Commercials I Hate, #1
That maudlin piece-of-crap Yasmin birth control commercial.
We start out with Pretty Girl on a date with Supreme Jackass. She looks disgusted. Next she's on a date with Another Jackass. Cue a second look of contempt from Pretty Girl (heretofore known as PG, for typing and readability purposes). Then Speeding Jackass charges up to the curb in his sport utility Wrangler at the end of the date, seemingly dancing in his seat to the neverending party in his mind (or pants? who cares). PG manages a queasy, thank-god-I'm-still-alive grin (but I personally detect a hint of "teehee, that was almost fun").
And then...
After all these wrong choices, she finds him. Mr. Preppy. He's cute, he's bashful, he shoots her "aw shucks" looks, which she returns in kind while they sit in his car, reluctant to say farewell. Then they take about a year to get that gentle, no-tongue-involved first kiss out of the way. Mr. P gets out of the car, walks around the back (which PG follows in the rear-view mirror with her doe-eyes), and comes to the side to open PG's door while she waits demurely biting her lip in the passenger seat.
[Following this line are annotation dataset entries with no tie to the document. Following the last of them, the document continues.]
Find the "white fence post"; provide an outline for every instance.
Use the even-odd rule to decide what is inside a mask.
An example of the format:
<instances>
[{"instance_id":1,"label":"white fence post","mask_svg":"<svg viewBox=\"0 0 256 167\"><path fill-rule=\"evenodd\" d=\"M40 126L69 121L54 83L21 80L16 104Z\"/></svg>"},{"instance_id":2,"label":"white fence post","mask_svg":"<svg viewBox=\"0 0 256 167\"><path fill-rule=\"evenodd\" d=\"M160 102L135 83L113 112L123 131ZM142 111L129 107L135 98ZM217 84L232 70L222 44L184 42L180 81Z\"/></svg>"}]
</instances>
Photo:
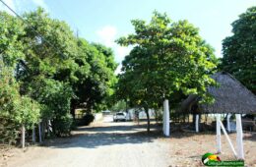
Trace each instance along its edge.
<instances>
[{"instance_id":1,"label":"white fence post","mask_svg":"<svg viewBox=\"0 0 256 167\"><path fill-rule=\"evenodd\" d=\"M227 129L228 133L230 133L230 117L231 117L231 114L227 114L227 116L226 116L226 129Z\"/></svg>"},{"instance_id":2,"label":"white fence post","mask_svg":"<svg viewBox=\"0 0 256 167\"><path fill-rule=\"evenodd\" d=\"M236 118L236 146L237 146L237 158L244 159L243 152L243 134L242 134L242 122L241 122L241 114L235 114Z\"/></svg>"},{"instance_id":3,"label":"white fence post","mask_svg":"<svg viewBox=\"0 0 256 167\"><path fill-rule=\"evenodd\" d=\"M35 128L32 127L32 142L35 143Z\"/></svg>"},{"instance_id":4,"label":"white fence post","mask_svg":"<svg viewBox=\"0 0 256 167\"><path fill-rule=\"evenodd\" d=\"M25 126L22 125L22 139L21 139L21 141L22 141L22 148L25 148Z\"/></svg>"},{"instance_id":5,"label":"white fence post","mask_svg":"<svg viewBox=\"0 0 256 167\"><path fill-rule=\"evenodd\" d=\"M41 123L38 124L39 142L41 142Z\"/></svg>"},{"instance_id":6,"label":"white fence post","mask_svg":"<svg viewBox=\"0 0 256 167\"><path fill-rule=\"evenodd\" d=\"M169 101L165 99L163 101L163 135L169 137Z\"/></svg>"},{"instance_id":7,"label":"white fence post","mask_svg":"<svg viewBox=\"0 0 256 167\"><path fill-rule=\"evenodd\" d=\"M221 127L222 127L222 129L223 129L223 132L224 132L224 136L225 136L225 139L226 139L226 140L227 140L227 142L228 142L228 144L229 144L229 146L230 146L230 148L231 148L231 150L232 150L234 156L237 157L237 153L235 152L235 150L234 150L234 148L233 148L233 144L232 144L232 142L231 142L231 140L230 140L230 139L229 139L227 133L225 132L224 126L224 124L222 123L222 121L220 122L220 125L221 125Z\"/></svg>"},{"instance_id":8,"label":"white fence post","mask_svg":"<svg viewBox=\"0 0 256 167\"><path fill-rule=\"evenodd\" d=\"M196 115L196 132L199 132L199 115Z\"/></svg>"},{"instance_id":9,"label":"white fence post","mask_svg":"<svg viewBox=\"0 0 256 167\"><path fill-rule=\"evenodd\" d=\"M221 153L222 152L222 139L221 139L221 114L217 114L216 116L216 139L217 139L217 152Z\"/></svg>"}]
</instances>

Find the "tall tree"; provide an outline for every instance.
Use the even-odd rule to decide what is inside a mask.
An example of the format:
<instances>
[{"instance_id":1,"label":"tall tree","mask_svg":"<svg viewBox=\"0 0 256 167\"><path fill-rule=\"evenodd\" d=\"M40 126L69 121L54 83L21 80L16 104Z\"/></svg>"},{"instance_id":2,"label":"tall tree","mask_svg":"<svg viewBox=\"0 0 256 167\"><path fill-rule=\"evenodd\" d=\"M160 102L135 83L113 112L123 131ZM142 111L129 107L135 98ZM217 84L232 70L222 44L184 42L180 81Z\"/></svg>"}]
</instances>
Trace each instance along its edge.
<instances>
[{"instance_id":1,"label":"tall tree","mask_svg":"<svg viewBox=\"0 0 256 167\"><path fill-rule=\"evenodd\" d=\"M176 94L199 94L202 102L213 99L206 87L215 84L209 75L216 68L213 50L187 21L172 22L154 12L149 24L133 20L134 34L117 39L134 48L122 62L118 90L148 111ZM125 97L125 95L123 96Z\"/></svg>"},{"instance_id":2,"label":"tall tree","mask_svg":"<svg viewBox=\"0 0 256 167\"><path fill-rule=\"evenodd\" d=\"M256 7L247 9L231 26L233 34L223 41L221 68L256 94Z\"/></svg>"}]
</instances>

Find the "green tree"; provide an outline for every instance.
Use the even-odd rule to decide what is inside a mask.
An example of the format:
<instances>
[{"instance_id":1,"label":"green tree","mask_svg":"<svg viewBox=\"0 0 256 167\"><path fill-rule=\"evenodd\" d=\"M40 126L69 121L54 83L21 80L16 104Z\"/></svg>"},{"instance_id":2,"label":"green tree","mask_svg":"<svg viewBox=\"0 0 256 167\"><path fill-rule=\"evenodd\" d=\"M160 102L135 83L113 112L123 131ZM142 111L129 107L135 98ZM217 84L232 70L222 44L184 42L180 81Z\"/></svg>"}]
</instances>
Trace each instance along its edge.
<instances>
[{"instance_id":1,"label":"green tree","mask_svg":"<svg viewBox=\"0 0 256 167\"><path fill-rule=\"evenodd\" d=\"M216 58L198 28L158 12L149 24L133 20L132 25L135 34L117 40L120 45L134 46L122 62L118 91L120 97L145 109L148 132L149 109L160 107L164 98L171 101L193 93L202 96L202 102L213 101L206 87L215 84L209 75L216 68Z\"/></svg>"},{"instance_id":2,"label":"green tree","mask_svg":"<svg viewBox=\"0 0 256 167\"><path fill-rule=\"evenodd\" d=\"M223 41L221 69L256 94L256 7L247 9L231 26L233 34Z\"/></svg>"},{"instance_id":3,"label":"green tree","mask_svg":"<svg viewBox=\"0 0 256 167\"><path fill-rule=\"evenodd\" d=\"M0 12L0 55L5 66L15 67L24 57L19 36L24 34L22 23L5 12Z\"/></svg>"},{"instance_id":4,"label":"green tree","mask_svg":"<svg viewBox=\"0 0 256 167\"><path fill-rule=\"evenodd\" d=\"M84 104L87 112L100 111L106 107L116 83L114 71L117 64L113 52L101 44L90 44L85 39L79 39L78 46L80 55L84 55L84 61L90 68L89 74L81 76L80 81L73 84L78 98L72 100L72 108Z\"/></svg>"},{"instance_id":5,"label":"green tree","mask_svg":"<svg viewBox=\"0 0 256 167\"><path fill-rule=\"evenodd\" d=\"M69 134L75 97L71 84L80 80L77 39L66 23L50 19L40 8L23 19L25 58L17 73L21 93L41 104L42 121L50 120L57 136Z\"/></svg>"},{"instance_id":6,"label":"green tree","mask_svg":"<svg viewBox=\"0 0 256 167\"><path fill-rule=\"evenodd\" d=\"M12 68L0 61L0 141L4 143L15 142L21 126L32 129L40 117L39 104L21 96L19 89Z\"/></svg>"}]
</instances>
They stroll up to her front door holding hands, her dress flowing attractively around her legs. At the front door they exchange more awkwardly darling looks and take another year to briefly touch lips again, both smiling shyly as they lean in toward each other for that sweet, meant-to-be moment.
I hate this commercial. It's got eight-too-many delicate looks that convey "you're everything I ever hoped to find!" and two-too-many "I'm nervous, and he's dreamy" lip-nibbles. I want to bang PG and Mr. P's heads together.
And I tell you what, she's not gonna need any of that birth control if they keep on kissing that way.
1 Comments:
I haven't seen this but it reminds me of the McDonald's one where the girls are all "is he going to kiss you tonight?" ... and the two of em go to the drive-thru, which is apparently the best romantic move ever if you're a preteen.
Commercials show us what we want to be. I bet there are plenty of twentysomethings who wish they could be a little bit more innocent.